Livebook + Numerical Elixir
Mix.install(
[
{:kino, "~> 0.11"},
{:bandit, "~> 1.0"},
{:req, "~> 0.4"},
{:kino_vega_lite, "~> 0.1"},
{:kino_bumblebee, "~> 0.4"},
{:exla, ">= 0.0.0"},
{:kino_db, "~> 0.2"},
{:exqlite, "~> 0.11"}
],
config: [nx: [default_backend: EXLA.Backend]],
system_env: [
CC: "/opt/homebrew/opt/llvm@16/bin/clang",
CXX: "/opt/homebrew/opt/llvm@16/bin/clang++"
]
)
Why Livebook and Numerical Elixir?
- Focus on product and developer tooling
- Technical-depth across language design, web apps, and machine learning
- Leading both in-house and open source teams
Intro to Elixir and Livebook
Elixir is a dynamic, concurrent and distributed programming language that runs on the Erlang VM:
list = ["hello", 123, :banana]
Enum.fetch!(list, 0)
Concurrency
In Elixir, all code runs inside lightweight threads called processes.

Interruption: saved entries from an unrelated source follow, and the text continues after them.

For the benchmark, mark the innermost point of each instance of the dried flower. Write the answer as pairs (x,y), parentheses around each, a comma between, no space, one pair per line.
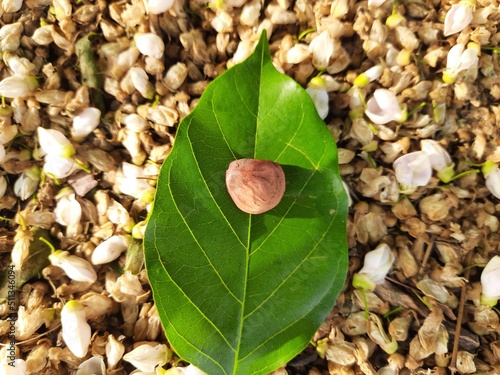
(412,170)
(20,66)
(317,91)
(384,107)
(18,87)
(85,123)
(55,143)
(159,6)
(439,158)
(150,44)
(110,249)
(76,268)
(136,123)
(322,48)
(17,367)
(92,366)
(490,282)
(377,334)
(459,59)
(375,3)
(27,183)
(68,211)
(131,180)
(11,6)
(459,16)
(377,264)
(146,357)
(491,173)
(76,332)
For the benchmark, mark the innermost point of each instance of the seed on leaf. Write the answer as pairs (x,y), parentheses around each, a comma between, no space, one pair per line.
(256,186)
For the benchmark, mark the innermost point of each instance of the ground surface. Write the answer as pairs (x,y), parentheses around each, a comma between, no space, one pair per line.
(442,234)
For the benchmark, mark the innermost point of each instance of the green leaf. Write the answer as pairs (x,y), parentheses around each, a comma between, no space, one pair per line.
(240,293)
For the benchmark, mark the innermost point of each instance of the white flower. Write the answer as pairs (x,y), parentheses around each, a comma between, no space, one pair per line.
(375,3)
(11,6)
(459,59)
(110,249)
(76,331)
(384,107)
(491,173)
(188,370)
(54,143)
(317,91)
(27,183)
(21,248)
(3,186)
(7,134)
(120,216)
(76,268)
(131,180)
(136,123)
(146,357)
(85,123)
(92,366)
(68,211)
(369,75)
(140,80)
(490,282)
(20,66)
(114,351)
(377,264)
(439,158)
(59,167)
(412,170)
(159,6)
(322,48)
(150,44)
(459,16)
(18,87)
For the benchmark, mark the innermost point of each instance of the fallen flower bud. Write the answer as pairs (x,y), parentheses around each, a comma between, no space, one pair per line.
(317,91)
(384,107)
(459,17)
(490,282)
(377,264)
(439,158)
(491,173)
(55,143)
(146,357)
(76,332)
(150,44)
(412,170)
(76,268)
(459,59)
(110,249)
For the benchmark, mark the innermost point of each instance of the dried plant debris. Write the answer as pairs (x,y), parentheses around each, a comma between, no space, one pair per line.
(92,92)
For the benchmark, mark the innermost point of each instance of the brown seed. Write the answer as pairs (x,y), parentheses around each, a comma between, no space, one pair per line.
(256,186)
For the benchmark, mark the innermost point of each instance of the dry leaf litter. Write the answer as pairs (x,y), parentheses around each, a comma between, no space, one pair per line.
(385,75)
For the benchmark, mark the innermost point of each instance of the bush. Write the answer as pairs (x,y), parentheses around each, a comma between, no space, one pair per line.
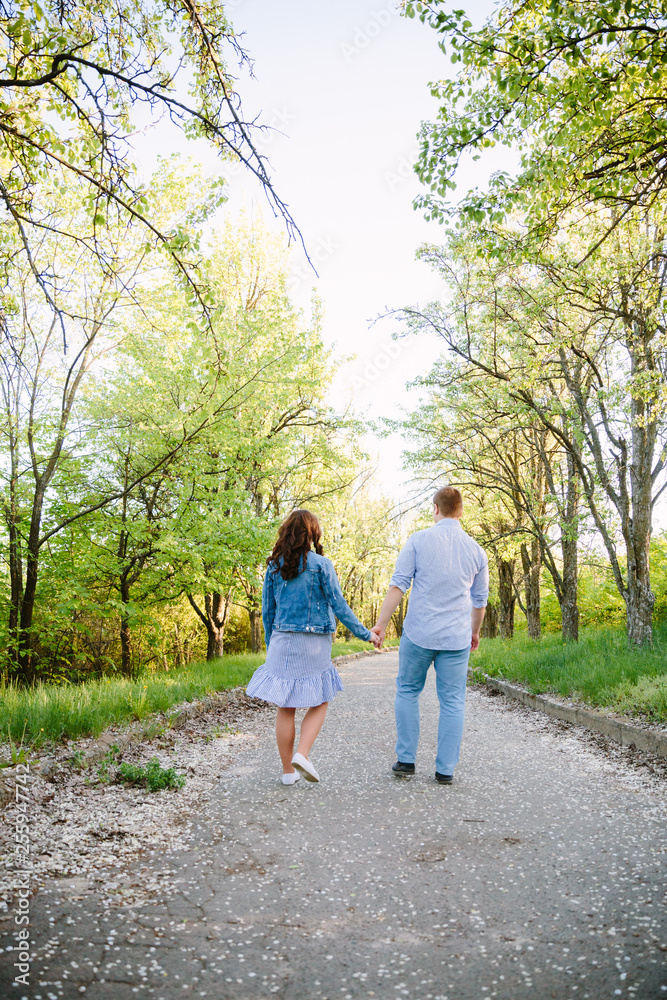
(153,776)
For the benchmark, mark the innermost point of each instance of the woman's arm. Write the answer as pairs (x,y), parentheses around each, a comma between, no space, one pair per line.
(339,605)
(268,605)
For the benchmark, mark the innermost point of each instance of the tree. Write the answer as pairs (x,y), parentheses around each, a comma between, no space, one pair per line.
(582,349)
(578,87)
(472,430)
(72,80)
(44,427)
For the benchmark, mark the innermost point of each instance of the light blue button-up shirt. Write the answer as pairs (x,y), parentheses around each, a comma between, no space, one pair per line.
(449,573)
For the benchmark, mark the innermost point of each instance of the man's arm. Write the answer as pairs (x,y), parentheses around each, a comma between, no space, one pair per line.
(389,605)
(479,592)
(399,585)
(477,617)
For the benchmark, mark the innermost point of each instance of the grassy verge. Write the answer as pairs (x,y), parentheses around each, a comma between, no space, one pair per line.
(599,670)
(56,712)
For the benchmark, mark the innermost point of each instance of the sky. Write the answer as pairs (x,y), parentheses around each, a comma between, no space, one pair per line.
(344,86)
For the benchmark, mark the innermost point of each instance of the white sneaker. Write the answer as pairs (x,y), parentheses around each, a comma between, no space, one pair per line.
(303,765)
(291,779)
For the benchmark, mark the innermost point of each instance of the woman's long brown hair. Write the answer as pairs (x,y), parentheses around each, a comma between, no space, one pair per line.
(296,535)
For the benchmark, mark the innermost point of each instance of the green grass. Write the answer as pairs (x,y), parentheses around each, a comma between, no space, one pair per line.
(56,712)
(599,670)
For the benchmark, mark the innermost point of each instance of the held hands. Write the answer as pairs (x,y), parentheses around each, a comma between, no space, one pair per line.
(377,636)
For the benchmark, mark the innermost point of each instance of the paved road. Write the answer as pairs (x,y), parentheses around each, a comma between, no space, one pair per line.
(538,873)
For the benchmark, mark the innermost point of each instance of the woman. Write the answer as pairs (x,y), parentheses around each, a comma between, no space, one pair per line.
(301,595)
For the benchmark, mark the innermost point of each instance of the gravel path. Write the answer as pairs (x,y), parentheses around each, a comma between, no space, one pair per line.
(540,872)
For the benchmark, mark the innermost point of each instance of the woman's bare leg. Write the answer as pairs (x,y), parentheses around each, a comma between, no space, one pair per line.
(313,721)
(285,735)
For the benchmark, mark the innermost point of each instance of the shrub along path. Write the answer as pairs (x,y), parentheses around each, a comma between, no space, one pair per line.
(538,872)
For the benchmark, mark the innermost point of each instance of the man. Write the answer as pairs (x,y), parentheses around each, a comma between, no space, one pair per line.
(449,573)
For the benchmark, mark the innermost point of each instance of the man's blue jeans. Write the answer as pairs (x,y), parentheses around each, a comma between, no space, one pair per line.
(451,674)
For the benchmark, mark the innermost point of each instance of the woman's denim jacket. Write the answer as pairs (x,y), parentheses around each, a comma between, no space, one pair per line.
(308,602)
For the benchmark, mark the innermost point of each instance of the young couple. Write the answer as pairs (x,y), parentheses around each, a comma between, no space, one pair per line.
(302,598)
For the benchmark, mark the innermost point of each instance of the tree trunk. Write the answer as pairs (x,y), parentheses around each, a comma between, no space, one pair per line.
(531,560)
(506,598)
(256,630)
(569,605)
(30,591)
(214,618)
(125,631)
(215,644)
(639,598)
(489,629)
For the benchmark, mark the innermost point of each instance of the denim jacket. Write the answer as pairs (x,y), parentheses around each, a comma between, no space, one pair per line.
(307,603)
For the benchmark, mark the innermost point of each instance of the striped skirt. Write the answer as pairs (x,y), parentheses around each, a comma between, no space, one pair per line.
(298,672)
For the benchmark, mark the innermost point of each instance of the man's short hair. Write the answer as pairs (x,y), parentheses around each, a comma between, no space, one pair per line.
(449,501)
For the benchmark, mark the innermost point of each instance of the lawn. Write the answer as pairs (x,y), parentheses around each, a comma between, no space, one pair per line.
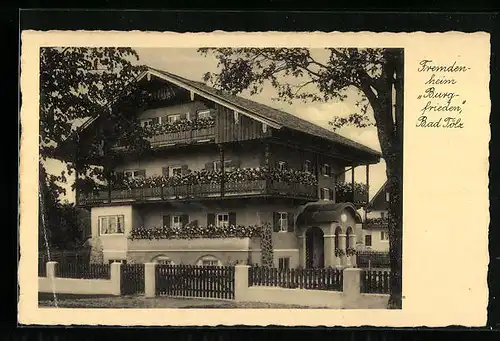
(81,301)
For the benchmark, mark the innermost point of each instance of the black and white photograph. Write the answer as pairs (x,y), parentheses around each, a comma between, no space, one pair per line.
(220,177)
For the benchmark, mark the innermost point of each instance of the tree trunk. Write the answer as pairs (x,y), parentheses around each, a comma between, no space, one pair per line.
(395,229)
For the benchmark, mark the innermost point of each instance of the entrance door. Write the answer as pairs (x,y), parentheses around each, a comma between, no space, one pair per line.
(314,248)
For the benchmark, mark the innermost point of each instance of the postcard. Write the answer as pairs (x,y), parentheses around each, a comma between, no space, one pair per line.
(271,178)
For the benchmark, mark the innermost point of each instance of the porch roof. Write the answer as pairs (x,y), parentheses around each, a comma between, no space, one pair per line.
(327,212)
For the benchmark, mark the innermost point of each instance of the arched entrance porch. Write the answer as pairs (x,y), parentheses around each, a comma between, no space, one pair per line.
(315,248)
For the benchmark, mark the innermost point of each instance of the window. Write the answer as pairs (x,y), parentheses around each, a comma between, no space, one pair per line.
(173,118)
(113,224)
(163,260)
(307,166)
(368,240)
(325,193)
(228,166)
(208,261)
(281,165)
(122,261)
(148,122)
(222,220)
(176,221)
(134,174)
(204,114)
(326,170)
(175,171)
(283,221)
(284,263)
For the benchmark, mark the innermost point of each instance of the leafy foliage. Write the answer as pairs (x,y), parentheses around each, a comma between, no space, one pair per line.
(77,84)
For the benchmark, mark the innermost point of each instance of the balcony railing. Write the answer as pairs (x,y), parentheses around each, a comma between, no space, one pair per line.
(181,137)
(345,192)
(231,189)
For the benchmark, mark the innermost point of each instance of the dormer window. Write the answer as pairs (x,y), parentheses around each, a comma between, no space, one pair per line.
(134,173)
(203,114)
(326,169)
(173,118)
(148,122)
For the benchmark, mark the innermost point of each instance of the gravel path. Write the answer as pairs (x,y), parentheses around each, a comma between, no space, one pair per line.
(72,301)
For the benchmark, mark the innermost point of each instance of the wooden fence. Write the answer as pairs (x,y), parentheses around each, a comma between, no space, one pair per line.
(195,281)
(375,281)
(132,279)
(84,271)
(318,279)
(372,259)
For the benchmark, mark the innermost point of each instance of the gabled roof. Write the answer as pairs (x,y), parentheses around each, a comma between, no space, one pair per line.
(378,201)
(265,112)
(258,111)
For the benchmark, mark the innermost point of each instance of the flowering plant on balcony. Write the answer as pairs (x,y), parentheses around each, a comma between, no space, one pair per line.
(192,231)
(292,176)
(180,125)
(350,251)
(343,192)
(339,252)
(237,175)
(377,222)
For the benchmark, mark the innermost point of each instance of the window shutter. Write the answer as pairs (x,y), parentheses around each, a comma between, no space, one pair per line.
(232,218)
(291,224)
(210,219)
(166,220)
(276,222)
(184,219)
(209,166)
(119,175)
(165,172)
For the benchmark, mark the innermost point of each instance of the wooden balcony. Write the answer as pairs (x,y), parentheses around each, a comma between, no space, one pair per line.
(183,137)
(203,191)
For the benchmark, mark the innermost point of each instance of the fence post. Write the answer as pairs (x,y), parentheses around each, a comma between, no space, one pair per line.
(51,269)
(116,278)
(240,282)
(150,279)
(351,287)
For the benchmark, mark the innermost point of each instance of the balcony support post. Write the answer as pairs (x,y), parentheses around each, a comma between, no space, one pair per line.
(367,191)
(223,168)
(352,185)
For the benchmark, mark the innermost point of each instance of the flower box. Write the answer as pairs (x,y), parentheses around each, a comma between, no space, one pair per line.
(206,244)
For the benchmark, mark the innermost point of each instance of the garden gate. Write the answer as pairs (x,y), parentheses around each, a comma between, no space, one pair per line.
(132,279)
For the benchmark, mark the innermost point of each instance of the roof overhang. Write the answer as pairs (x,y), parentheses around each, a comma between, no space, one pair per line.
(321,213)
(215,99)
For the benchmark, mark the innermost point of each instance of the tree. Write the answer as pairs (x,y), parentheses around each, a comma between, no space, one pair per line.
(77,84)
(297,74)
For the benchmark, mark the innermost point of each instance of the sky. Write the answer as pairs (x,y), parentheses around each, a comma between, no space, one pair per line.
(188,63)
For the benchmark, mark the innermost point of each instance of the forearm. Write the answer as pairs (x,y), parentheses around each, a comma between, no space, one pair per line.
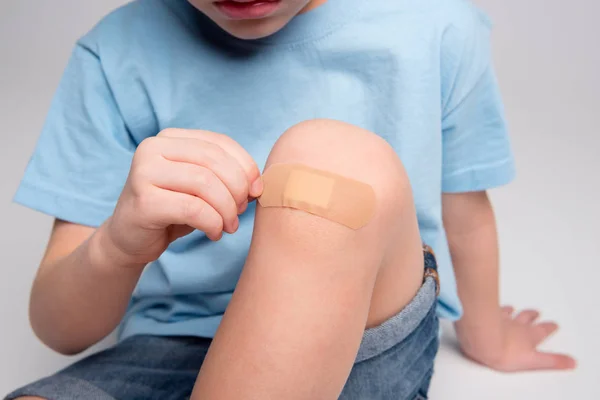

We can literally create millions of them:
for _ <- 1..1_000_000 do
spawn(fn -> :ok end)
end
Process communicate by sending messages between them:
parent = self()
child =
spawn(fn ->
receive do
:ping -> send(parent, :pong)
end
end)
send(child, :ping)
receive do
:pong -> :it_worked!
end
And Livebook can helps us see how processes communicate between them!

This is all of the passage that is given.